Tanto chiarito, deve dunque ribadirsi che, come ricordato nell’ultima pronuncia citata (Rv. 283061, e come rilevato anche da Sez. 1, n. 3063 del 15/09/2023, dep. 2024, Rv. 285720), il ricorso per cassazione, rimedio diverso da quello previsto dalla legge ( l’opposizione), non deve essere dichiarato inammissibile, ma deve essere convertito in opposizione, ai sensi dell’art. 568, comma 5, cod. proc. pen., e trasmesso al giudice dell’esecuzione, ciò nel rispetto del principio generale della conservazione degli atti giuridici e del favor impugnationis , non potendo l’erroneo nomen iuris attribuito dalla parte al mezzo di gravame pregiudicare la possibilità di avere una seconda pronuncia di merito sulle dedotte doglianze.

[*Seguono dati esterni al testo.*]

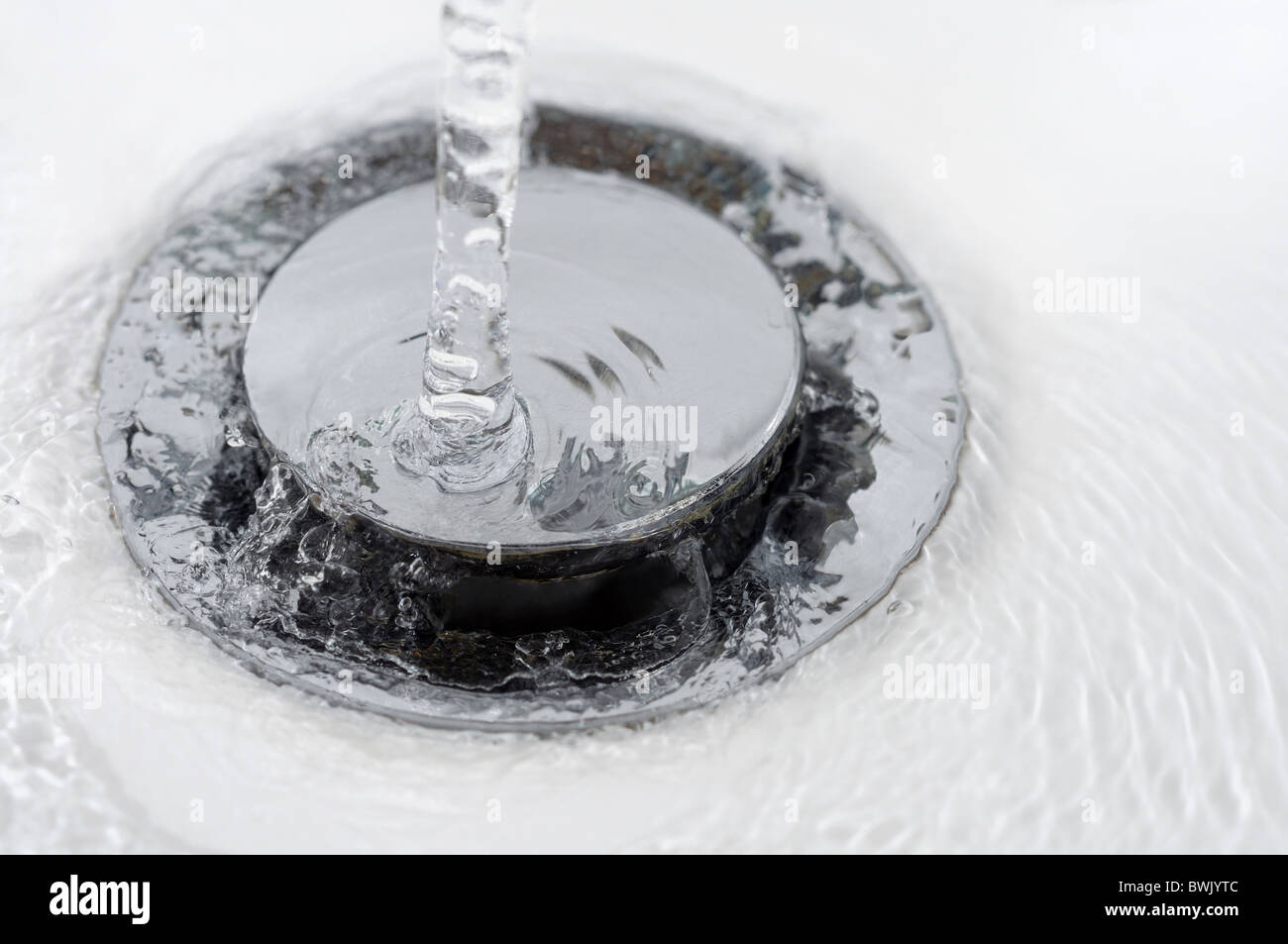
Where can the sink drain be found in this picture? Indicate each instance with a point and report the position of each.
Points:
(334, 601)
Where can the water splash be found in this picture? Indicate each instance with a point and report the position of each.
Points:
(469, 434)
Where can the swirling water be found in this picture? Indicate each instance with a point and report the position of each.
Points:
(1112, 681)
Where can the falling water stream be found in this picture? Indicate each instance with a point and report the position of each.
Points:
(468, 432)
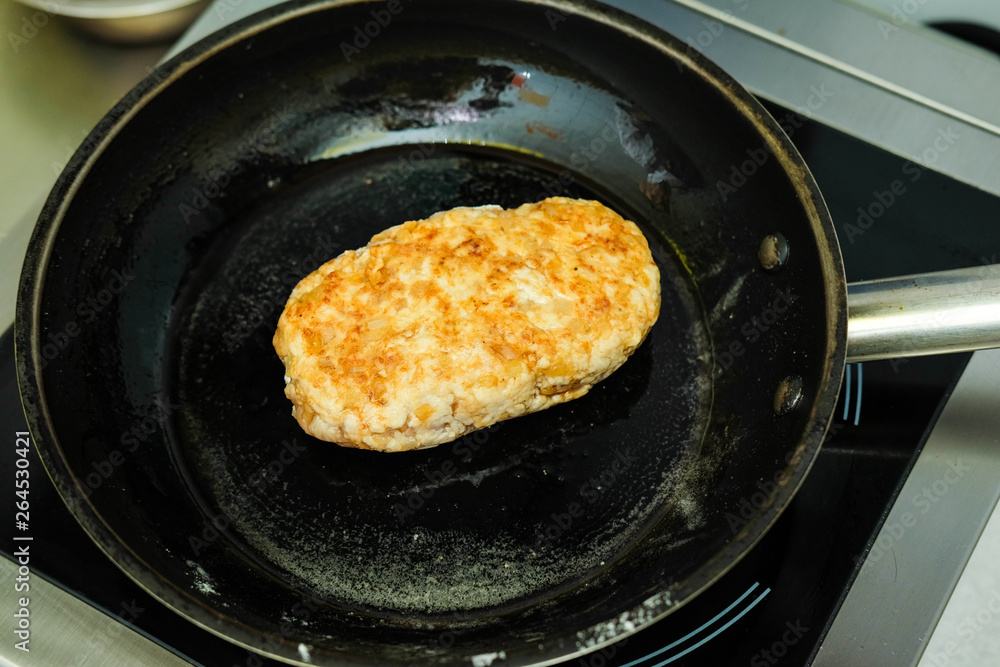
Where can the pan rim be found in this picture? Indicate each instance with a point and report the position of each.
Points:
(29, 305)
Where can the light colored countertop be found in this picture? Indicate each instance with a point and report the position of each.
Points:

In applicazione di tali premesse ermeneutiche, l ‘odierno ricorso per cassazione deve essere pertanto riqualificato, a norma dell ‘ art. 568, comma 5, cod. proc. pen., in opposizione ai sensi dell ‘ art. 667, comma 4, cod. proc. pen., con trasmissione degli atti alla Corte di appello di Bologna affinché proceda alla necessaria fase dell ‘ opposizione ex art. 667, comma quarto, cod. proc. pen.
P.Q.M.
Qualificata l’impugnazione come opposizione, dispone la trasmissione degli atti alla Corte di appello di Bologna.